Lawyers to wind up arguments in Aung San Suu Kyi case

YLawyers to wind up arguments in Aung San Suu Kyi case angon  - The final hearings began at a special court in Yangon's Insein Prison Monday in the controversial trial of opposition leader Aung San Suu Kyi, her two aides and a US national who swam into her lakeside compound three months ago.

Defence and prosecution lawyers were scheduled Monday to present their final arguments in the case against Suu Kyi's two housekeepers - Khin Win and Win Ma Ma - and American national John William Yettaw, a 53-year-old Mormon who swam into Suu Kyi's house-cum-prison compound on May 3 and stayed there until the night of May 5.

Suu Kyi, who has been confined for 13 of the past 19 years, faces an additional five years for breaching the terms of her house arrest after the May intrusion by Yettaw.

Her housemaids face similar charges for facilitating Yettaw's uninvited visit, and Yettaw himself has been charged with violating the terms of his visa and swimming illegally in Inya Lake.

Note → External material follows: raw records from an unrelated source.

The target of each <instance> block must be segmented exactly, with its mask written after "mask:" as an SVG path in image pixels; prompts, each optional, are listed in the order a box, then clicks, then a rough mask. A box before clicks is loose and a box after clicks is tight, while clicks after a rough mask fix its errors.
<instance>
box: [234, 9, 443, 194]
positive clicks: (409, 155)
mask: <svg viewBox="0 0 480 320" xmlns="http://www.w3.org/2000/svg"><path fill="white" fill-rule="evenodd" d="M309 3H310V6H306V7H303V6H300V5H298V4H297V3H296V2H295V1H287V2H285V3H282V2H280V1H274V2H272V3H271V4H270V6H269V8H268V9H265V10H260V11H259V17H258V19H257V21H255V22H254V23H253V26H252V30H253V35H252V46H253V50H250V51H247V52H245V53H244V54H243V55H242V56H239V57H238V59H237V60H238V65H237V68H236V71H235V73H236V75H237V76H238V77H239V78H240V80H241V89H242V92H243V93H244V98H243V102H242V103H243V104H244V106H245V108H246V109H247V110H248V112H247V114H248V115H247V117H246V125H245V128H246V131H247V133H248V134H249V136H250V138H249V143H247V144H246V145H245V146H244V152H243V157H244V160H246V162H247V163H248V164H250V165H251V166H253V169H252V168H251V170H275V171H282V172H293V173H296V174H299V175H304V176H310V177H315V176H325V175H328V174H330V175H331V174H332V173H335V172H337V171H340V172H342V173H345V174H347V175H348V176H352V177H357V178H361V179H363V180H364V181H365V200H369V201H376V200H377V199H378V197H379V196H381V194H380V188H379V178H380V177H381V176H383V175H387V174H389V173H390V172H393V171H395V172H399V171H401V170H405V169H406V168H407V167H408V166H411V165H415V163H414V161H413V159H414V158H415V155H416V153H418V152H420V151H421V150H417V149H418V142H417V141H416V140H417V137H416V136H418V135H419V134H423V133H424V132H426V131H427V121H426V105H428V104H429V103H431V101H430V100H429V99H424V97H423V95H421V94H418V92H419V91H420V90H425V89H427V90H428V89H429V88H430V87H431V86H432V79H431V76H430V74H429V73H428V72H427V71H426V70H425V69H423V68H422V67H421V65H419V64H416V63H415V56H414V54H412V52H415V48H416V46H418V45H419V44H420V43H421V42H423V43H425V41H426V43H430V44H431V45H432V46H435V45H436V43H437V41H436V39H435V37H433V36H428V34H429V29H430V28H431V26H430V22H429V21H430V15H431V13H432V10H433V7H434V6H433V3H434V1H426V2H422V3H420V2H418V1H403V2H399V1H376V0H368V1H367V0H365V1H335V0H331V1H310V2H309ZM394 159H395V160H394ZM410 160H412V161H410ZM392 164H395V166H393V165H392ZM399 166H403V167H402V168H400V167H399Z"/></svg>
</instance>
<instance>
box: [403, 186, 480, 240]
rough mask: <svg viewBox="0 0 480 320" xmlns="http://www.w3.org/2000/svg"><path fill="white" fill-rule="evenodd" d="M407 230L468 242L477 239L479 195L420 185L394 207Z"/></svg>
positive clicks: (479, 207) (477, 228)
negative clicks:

Lawyers presented their final arguments in Suu Kyi's case on Friday. It is not yet known when the court will issue its verdicts in the four cases.

The Nobel Peace Prize laureate has been accused of breaking the terms of her detention by allowing Yettaw to enter her compound without informing the authorities.

On Friday, the special court in Insein Prison heard her chief lawyer U Kyi Win present the 30-page defence case that she was an innocent party to an intrusion that should have been prevented by her military guards.

Suu Kyi's legal team has asked why the authorities did not respond to Suu Kyi's earlier complaint when Yettaw first broke into her compound to try to contact her in November.

Critics of the regime consider Yettaw's intrusions an unintended gift to the junta, giving it an excuse to detain Suu Kyi after her previous six-year detention expired on May 27.

The military government is believed to want her confined until at least after elections planned for 2010.

Suu Kyi's National League for Democracy party won the 1990 general election by a landslide but has been blocked from power by Myanmar's junta for the past 19 years.

The new trial of Suu Kyi has sparked a chorus of protests from world leaders and even strongly-worded statements from Myanmar's regional allies in the Association of South-East Asian Nations.

US Secretary of State Hillary Rodham Clinton last week offered Myanmar improved relations if it released Suu Kyi, but there was no indication the junta would agree.

The New Light of Myanmar, a state-run newspaper, said Friday in an editorial that "demanding the release of Suu Kyi means showing reckless disregard for the law."